Depuis l'attaque sanglante et sans précédent du Hamas dans le sud d'Israël le 7 octobre, les échanges de tirs se multiplient au nord entre Israël et le Hezbollah pro-iranien, allié du mouvement islamiste palestinien.
Mesure rarissime, les autorités ont annoncé vendredi l'évacuation de Kiryat Shmona, ville limitrophe de la frontière libanaise qui compte environ 25.000 habitants. Beaucoup sont déjà partis comme en témoignent les magasins fermés et rues désertes, a constaté un journaliste de l'AFP qui a vu une roquette s'abattre sur une colline du secteur.
"On attend d'avoir des informations pour savoir où ils vont nous dire d'aller", disait dans la matinée au téléphone une habitante Lianne Abutbul, 16 ans.
Rencontrée la veille par l'AFP dans le restaurant familial, l'adolescente était encore sous le choc d'une interception de roquettes par le système antimissile israélien: "des débris sont tombés à deux rues de chez moi, dans la cour d'une école, ça aurait pu tuer des enfants, ça fait vraiment peur".
Mais Israël a une armée "puissante", se rassure-t-elle. Ses deux frères sont déployés sur des théâtres d'opération israéliens.
"Ici la dernière maison est à 150 mètres" de la zone frontalière, "donc on a eu un plan d'évacuation et les gens qui étaient inquiets sont partis", explique Yossef Luchy, directeur du conseil local de Shlomi, une autre ville limitrophe du Liban, plus à l'ouest.
Cet ancien commandant en chef du district nord affirme que 7.000 des 9.000 habitants sont partis ces dix derniers jours.
Lundi, le ministère de la Défense avait demandé d'évacuer 28 villages et kibboutz situés à moins de deux kilomètres de la ligne bleue, séparant Israël du Liban.
Des villages plus éloignés encore sont également désertés, ont constaté des journalistes de l'AFP.
"Un oeil sur les abris"
L'Israel Democracy Institute estime qu'au moins 300.000 personnes ont été évacuées de leur domicile en Israël, depuis le début de la guerre.
"Ici, ceux qui sont restés sont pour la plupart des anciens de l'armée, on se prépare constamment, on a un oeil sur les abris, on s'entraîne", dit M. Luchy.
Sur les 360.000 réservistes appelés par Israël, beaucoup sont déployés dans la zone.
En terrasse sandwich en main, achetant des pansements dans une pharmacie ou sortant en grappes de la gare routière de Kiryat Shmona, les hommes en uniforme kaki sont partout.
"Il y a une quantité de forces énormes déployées ici, que je n'ai jamais vue", dit un réserviste, sous couvert d'anonymat. Selon lui, le Hezbollah "a compris qui il avait en face": "s'il décide de bouger ou faire quoi que ce soit, on est prêts".
"Prêt à en découdre"
Un autre, toujours anonymement, affichait jeudi la même détermination, "prêt à en découdre" car "les Juifs n'ont pas d'autre pays".

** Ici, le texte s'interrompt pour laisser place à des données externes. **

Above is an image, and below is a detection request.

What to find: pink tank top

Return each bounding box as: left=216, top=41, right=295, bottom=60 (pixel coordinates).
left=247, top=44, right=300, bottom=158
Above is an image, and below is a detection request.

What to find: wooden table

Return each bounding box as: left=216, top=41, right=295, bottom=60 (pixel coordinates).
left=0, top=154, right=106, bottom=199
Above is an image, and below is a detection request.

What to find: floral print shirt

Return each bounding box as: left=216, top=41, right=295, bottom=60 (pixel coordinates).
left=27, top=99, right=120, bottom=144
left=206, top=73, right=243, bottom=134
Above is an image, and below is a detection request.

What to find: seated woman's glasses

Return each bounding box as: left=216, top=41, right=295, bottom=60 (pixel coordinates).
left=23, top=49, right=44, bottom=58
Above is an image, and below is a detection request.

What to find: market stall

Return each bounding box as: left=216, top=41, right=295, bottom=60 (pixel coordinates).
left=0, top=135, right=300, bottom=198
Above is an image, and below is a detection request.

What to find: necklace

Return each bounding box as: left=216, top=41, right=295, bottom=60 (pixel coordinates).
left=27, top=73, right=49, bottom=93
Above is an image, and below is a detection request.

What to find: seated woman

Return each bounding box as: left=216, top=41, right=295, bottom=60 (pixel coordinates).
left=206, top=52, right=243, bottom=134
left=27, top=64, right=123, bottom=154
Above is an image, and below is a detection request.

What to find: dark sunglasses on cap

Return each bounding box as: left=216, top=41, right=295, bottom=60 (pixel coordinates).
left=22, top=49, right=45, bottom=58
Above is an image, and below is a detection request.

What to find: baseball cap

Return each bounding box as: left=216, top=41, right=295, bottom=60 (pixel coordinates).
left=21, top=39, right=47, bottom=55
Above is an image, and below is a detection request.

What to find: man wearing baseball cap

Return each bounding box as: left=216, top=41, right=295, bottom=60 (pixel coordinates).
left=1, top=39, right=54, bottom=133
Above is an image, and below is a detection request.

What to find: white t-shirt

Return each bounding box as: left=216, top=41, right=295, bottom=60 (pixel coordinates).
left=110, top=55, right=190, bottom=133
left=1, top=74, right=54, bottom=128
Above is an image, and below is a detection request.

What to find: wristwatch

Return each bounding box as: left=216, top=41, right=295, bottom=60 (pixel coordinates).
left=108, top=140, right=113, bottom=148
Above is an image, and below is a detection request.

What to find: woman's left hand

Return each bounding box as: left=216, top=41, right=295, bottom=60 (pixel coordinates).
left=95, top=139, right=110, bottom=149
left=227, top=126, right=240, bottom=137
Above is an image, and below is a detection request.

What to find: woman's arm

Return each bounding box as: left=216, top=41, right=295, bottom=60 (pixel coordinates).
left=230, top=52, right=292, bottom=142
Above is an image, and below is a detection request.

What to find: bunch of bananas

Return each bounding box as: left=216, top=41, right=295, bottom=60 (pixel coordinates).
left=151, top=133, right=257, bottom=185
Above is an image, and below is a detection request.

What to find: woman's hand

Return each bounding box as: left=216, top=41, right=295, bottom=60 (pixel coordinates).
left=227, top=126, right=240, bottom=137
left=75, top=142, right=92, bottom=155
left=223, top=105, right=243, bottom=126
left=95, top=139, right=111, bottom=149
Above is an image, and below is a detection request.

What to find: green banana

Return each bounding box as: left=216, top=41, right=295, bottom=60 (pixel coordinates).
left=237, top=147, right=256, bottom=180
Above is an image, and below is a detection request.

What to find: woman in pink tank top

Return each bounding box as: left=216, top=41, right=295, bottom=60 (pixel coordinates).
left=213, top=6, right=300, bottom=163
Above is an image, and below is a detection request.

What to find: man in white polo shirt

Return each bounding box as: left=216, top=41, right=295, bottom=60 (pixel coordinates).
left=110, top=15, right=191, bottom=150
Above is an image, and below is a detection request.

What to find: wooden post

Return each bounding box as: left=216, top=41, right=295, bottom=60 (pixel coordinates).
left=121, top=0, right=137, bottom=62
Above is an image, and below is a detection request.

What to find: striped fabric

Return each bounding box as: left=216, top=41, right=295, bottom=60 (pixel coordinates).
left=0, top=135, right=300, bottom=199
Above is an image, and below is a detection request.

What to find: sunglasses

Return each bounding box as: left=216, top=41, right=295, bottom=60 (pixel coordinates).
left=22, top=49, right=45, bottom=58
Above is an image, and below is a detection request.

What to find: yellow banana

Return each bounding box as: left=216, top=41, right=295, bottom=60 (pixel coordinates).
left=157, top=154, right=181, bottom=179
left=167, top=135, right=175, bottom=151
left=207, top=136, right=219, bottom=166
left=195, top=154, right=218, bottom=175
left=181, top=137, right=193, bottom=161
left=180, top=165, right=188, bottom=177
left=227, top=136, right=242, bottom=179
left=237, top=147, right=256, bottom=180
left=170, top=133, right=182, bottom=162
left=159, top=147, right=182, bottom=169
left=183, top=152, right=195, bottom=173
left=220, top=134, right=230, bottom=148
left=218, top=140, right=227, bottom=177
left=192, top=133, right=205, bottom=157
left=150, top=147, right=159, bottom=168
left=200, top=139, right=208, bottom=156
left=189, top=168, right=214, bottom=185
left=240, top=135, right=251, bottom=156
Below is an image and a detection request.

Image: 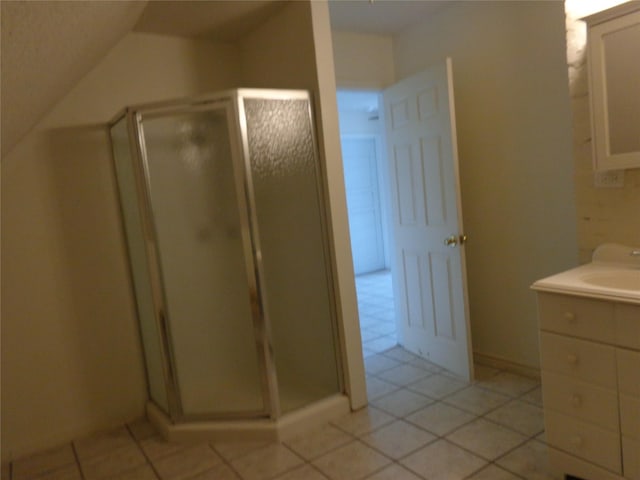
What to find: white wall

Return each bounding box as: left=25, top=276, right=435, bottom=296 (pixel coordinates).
left=394, top=1, right=577, bottom=367
left=2, top=34, right=239, bottom=460
left=332, top=32, right=395, bottom=90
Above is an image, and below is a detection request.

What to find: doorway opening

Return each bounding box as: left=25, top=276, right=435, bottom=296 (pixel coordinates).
left=337, top=90, right=398, bottom=358
left=338, top=62, right=473, bottom=380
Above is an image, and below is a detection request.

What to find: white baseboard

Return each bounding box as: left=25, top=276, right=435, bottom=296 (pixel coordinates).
left=473, top=352, right=540, bottom=380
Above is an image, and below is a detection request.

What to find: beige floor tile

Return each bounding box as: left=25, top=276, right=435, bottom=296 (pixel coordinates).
left=153, top=444, right=222, bottom=480
left=370, top=388, right=433, bottom=417
left=367, top=463, right=422, bottom=480
left=360, top=420, right=436, bottom=459
left=469, top=464, right=520, bottom=480
left=473, top=363, right=500, bottom=382
left=331, top=407, right=395, bottom=436
left=12, top=444, right=76, bottom=480
left=140, top=435, right=191, bottom=461
left=476, top=372, right=540, bottom=397
left=496, top=440, right=560, bottom=480
left=384, top=346, right=419, bottom=363
left=377, top=363, right=431, bottom=387
left=272, top=465, right=328, bottom=480
left=443, top=385, right=510, bottom=415
left=284, top=425, right=353, bottom=460
left=189, top=463, right=241, bottom=480
left=211, top=441, right=276, bottom=462
left=520, top=387, right=542, bottom=407
left=407, top=357, right=444, bottom=373
left=447, top=418, right=527, bottom=460
left=364, top=353, right=402, bottom=375
left=400, top=440, right=487, bottom=480
left=80, top=443, right=147, bottom=480
left=486, top=400, right=544, bottom=437
left=405, top=402, right=476, bottom=436
left=313, top=441, right=391, bottom=480
left=231, top=444, right=303, bottom=480
left=37, top=464, right=83, bottom=480
left=73, top=427, right=135, bottom=460
left=408, top=374, right=469, bottom=399
left=367, top=376, right=400, bottom=401
left=127, top=417, right=158, bottom=442
left=109, top=464, right=158, bottom=480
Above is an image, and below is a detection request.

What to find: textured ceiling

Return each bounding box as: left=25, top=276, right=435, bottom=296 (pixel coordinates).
left=0, top=0, right=447, bottom=156
left=0, top=0, right=146, bottom=156
left=134, top=0, right=287, bottom=42
left=329, top=0, right=452, bottom=35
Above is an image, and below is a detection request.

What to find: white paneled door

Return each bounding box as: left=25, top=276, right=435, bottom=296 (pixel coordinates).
left=341, top=135, right=385, bottom=275
left=384, top=59, right=473, bottom=380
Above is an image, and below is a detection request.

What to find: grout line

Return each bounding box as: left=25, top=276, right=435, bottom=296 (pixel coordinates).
left=71, top=441, right=86, bottom=480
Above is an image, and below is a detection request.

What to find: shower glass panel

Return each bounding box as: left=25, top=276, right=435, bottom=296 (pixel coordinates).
left=111, top=116, right=169, bottom=411
left=244, top=97, right=340, bottom=413
left=140, top=103, right=265, bottom=417
left=111, top=89, right=344, bottom=428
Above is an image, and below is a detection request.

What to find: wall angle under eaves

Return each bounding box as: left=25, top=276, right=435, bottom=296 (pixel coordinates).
left=0, top=0, right=147, bottom=157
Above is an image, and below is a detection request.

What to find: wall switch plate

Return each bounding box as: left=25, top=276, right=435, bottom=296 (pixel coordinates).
left=593, top=170, right=624, bottom=188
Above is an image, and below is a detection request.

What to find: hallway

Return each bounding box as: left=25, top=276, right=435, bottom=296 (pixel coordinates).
left=356, top=270, right=398, bottom=358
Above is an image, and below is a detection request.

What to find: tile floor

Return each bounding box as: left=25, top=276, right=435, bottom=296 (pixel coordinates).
left=2, top=270, right=556, bottom=480
left=356, top=270, right=398, bottom=358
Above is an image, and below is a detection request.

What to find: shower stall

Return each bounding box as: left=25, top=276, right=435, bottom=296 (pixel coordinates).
left=110, top=89, right=348, bottom=439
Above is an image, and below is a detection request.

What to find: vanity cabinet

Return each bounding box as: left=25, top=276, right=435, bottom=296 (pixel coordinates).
left=538, top=291, right=640, bottom=480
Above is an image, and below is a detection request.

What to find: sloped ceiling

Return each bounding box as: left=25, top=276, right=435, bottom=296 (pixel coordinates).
left=134, top=0, right=287, bottom=42
left=0, top=0, right=146, bottom=156
left=0, top=0, right=447, bottom=156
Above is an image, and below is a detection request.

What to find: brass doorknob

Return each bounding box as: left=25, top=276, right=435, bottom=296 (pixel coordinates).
left=444, top=235, right=458, bottom=248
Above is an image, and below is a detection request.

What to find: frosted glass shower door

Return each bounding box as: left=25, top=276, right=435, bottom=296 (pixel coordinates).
left=139, top=103, right=266, bottom=417
left=243, top=92, right=341, bottom=413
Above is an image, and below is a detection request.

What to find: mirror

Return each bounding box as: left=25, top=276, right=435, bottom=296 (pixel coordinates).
left=585, top=2, right=640, bottom=170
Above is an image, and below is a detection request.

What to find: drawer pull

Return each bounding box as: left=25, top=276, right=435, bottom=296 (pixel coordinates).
left=569, top=435, right=582, bottom=448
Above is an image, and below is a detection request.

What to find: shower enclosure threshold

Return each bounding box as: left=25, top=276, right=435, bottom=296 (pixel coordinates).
left=147, top=394, right=350, bottom=442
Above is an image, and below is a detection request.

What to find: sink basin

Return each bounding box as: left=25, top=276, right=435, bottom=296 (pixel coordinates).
left=581, top=270, right=640, bottom=291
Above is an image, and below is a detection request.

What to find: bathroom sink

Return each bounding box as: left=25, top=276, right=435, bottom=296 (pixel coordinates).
left=532, top=243, right=640, bottom=305
left=581, top=270, right=640, bottom=291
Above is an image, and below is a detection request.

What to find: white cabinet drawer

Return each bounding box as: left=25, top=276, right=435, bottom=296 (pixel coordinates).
left=620, top=393, right=640, bottom=441
left=544, top=409, right=622, bottom=473
left=542, top=370, right=619, bottom=431
left=615, top=303, right=640, bottom=350
left=538, top=293, right=616, bottom=343
left=540, top=332, right=617, bottom=389
left=622, top=435, right=640, bottom=480
left=616, top=348, right=640, bottom=397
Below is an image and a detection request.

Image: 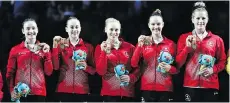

Dans le sud du Liban, au moins 22 personnes ont été tuées dans les violences depuis le 7 octobre, la plupart des combattants, mais aussi au moins quatre civils, dont un journaliste de l'agence Reuters, Issam Abdallah, selon un décompte de l'AFP.
Côté israélien, le bilan est d'au moins trois morts, selon l'armée israélienne.
Dans la zone, les guerres passées avec le Liban sont dans tous les esprits et les mémoriaux ponctuent le paysage.
Yaacov Kozikaro, qui vit près de la frontière depuis 1961, dit savoir parfaitement imiter le bruit des roquettes de type Katioucha tirées par le Hezbollah. "Ce n'est ni la première, ni la dernière guerre", plaisante ce septuagénaire, qui n'a pas prévu de partir.
Plus de 1.400 personnes ont été tuées le 7 octobre en Israël par les hommes du Hamas, en majorité des civils fauchés par balles, brûlés vifs ou morts de mutilations le jour de l'attaque du mouvement islamiste palestinien, selon les autorités israéliennes.
Dans la bande de Gaza, plus de 4.100 Palestiniens, civils pour la plupart, ont été tués dans les bombardements incessants menés en représailles par Israël, selon le ministère de la santé de Gaza, contrôlée par le Hamas.